Un hombre delgado, de rostro sombrío, respondió desde el fondo de la sala:

– ¡A ver!

– Soy el comisario Mello Pimenta, y me gustaría tener una conversación privada con usted.

Sin decir una palabra, Haroldo Borges metió su violín en el estuche y fue despacio al encuentro del policía. Los dos se dirigieron a la salida de artistas. Cuando estaban llegando a la portezuela, Borges lanzó el estuche, con instrumento y todo, contra Pimenta y trató de salir corriendo calle abajo. Pero el gordo comisario lo sujetó contra la jamba.

– ¿Adónde quería ir con tanta prisa? -le preguntó Mello Pimenta, teniéndole bien cogido por el brazo.

– A cualquier sitio donde no haya injusticia policiaca.

– ¿Injusticia?

– Es otra vez el Gouveia ese, ¿no?

Mello Pimenta no entendía nada de aquello. El no conocía a ningún Gouveia, ni le gustaban las injusticias.

– No tengo la menor idea de lo que me está diciendo. ¿Quién es Gouveia?, vamos a ver.

– Es el sargento del cuerpo militar de la policía de la corte, y vive en mi calle. Siempre es él.

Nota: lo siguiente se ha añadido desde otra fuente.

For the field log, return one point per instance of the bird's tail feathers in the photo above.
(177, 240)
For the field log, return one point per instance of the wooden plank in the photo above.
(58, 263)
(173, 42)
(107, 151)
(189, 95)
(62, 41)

Mello Pimenta empezó a comprender. Gouveia era el militar que estaba quejándose constantemente de que Borges pegaba a su esposa.

– Bueno, lo que aquí me trae no tiene nada que ver con sus desavenencias domésticas. Estoy investigando dos asesinatos y quiero saber dónde estuvo y qué hizo usted en los días en que tuvieron lugar esos crímenes.

Diciendo esto, Pimenta sacó su cuaderno de notas. Desgraciadamente para él, pero afortunadamente para el violinista, éste había pasado las dos fechas clave en Juiz de Fora, muy lejos de Río de Janeiro, haciendo una pequeña gira con un cuarteto de cuerda para incrementar en su tiempo libre sus escasos ingresos mensuales. En su lugar había dejado a un tal Lima, hombre ducho en siete instrumentos, que solía suplir a sus colegas cuando éstos salían por ahí en busca de calderilla extra.

Mello Pimenta se volvió a guardar su cuaderno de notas en el bolsillo, diciendo secamente al otro:

– Bueno, puede irse. Y, a propósito, no tenga la desfachatez de volver a pegar a una mujer indefensa y encima acusar de injusticia a la policía.

Haroldo Borges miró tristemente a Pimenta:

– Señor comisario, ¿conoce usted a mi mujer, a Marieta?

– Qué la voy a conocer.

– Pues le diré que pesa más de cien kilos y tiene un metro ochenta de altura. ¿Le parece que con este cuerpo canijo que me ha dado Dios estoy en condiciones de pegarle?

– Pues entonces ¿qué historia es ésa de las palizas?

– Se lo diré, señor comisario. Marieta me engaña con el sargento Gouveia, que vive en la misma calle que yo. Cada vez que protesto, va ella y me rompe el alma, y encima el sargento corre a la comisaría a quejarse justo de lo contrario. Ayer mismo cobré de nuevo -dijo el violinista, desabrochándose la camisa y mostrando a Pimenta el cuerpo cubierto de hematomas-. Por eso, cuando le vi a usted, me entró el pánico, pensé que Gouveia ya se había quejado a la policía y usted venía a detenerme. Y no estoy dispuesto a volver injustamente a la cárcel, ¡no señor, no lo estoy!

– ¿Y por qué no le creen a usted en la comisaría cuando les cuenta esta historia? -preguntó el comisario, incrédulo.

– De sobra lo sabe usted, señor comisario. Gouveia es sargento, militar del cuerpo de policía de la corte, tiene muchos amigos en esos ambientes, y yo no soy más que un pobre violinista.

– Déjelo de mi cuenta, que voy a tomar medidas para que no se le siga molestando -garantizó Pimenta, compadecido del músico-, Pero permítame que le dé un consejo, amigo mío: deje a esa mujer y búsquese otra compañera.

– Es que no puedo, comisario. Y no crea que no me gustaría, pero es que no puedo. Mi Marieta es muy celosa, y me ha dicho que, si se me ocurre dejarla, me mata -explicó Borges en voz baja, volviendo a abrocharse la camisa.

Mello Pimenta se despidió de Borges, pensando llevar a Esperidiana, su esposa amantísima, verdadero don de los dioses, un poco de dulce de cacahuetes y azúcar molido, que le gustaba mucho. Se alejó del teatro, deprimido por la triste historia del musical cornúpeta.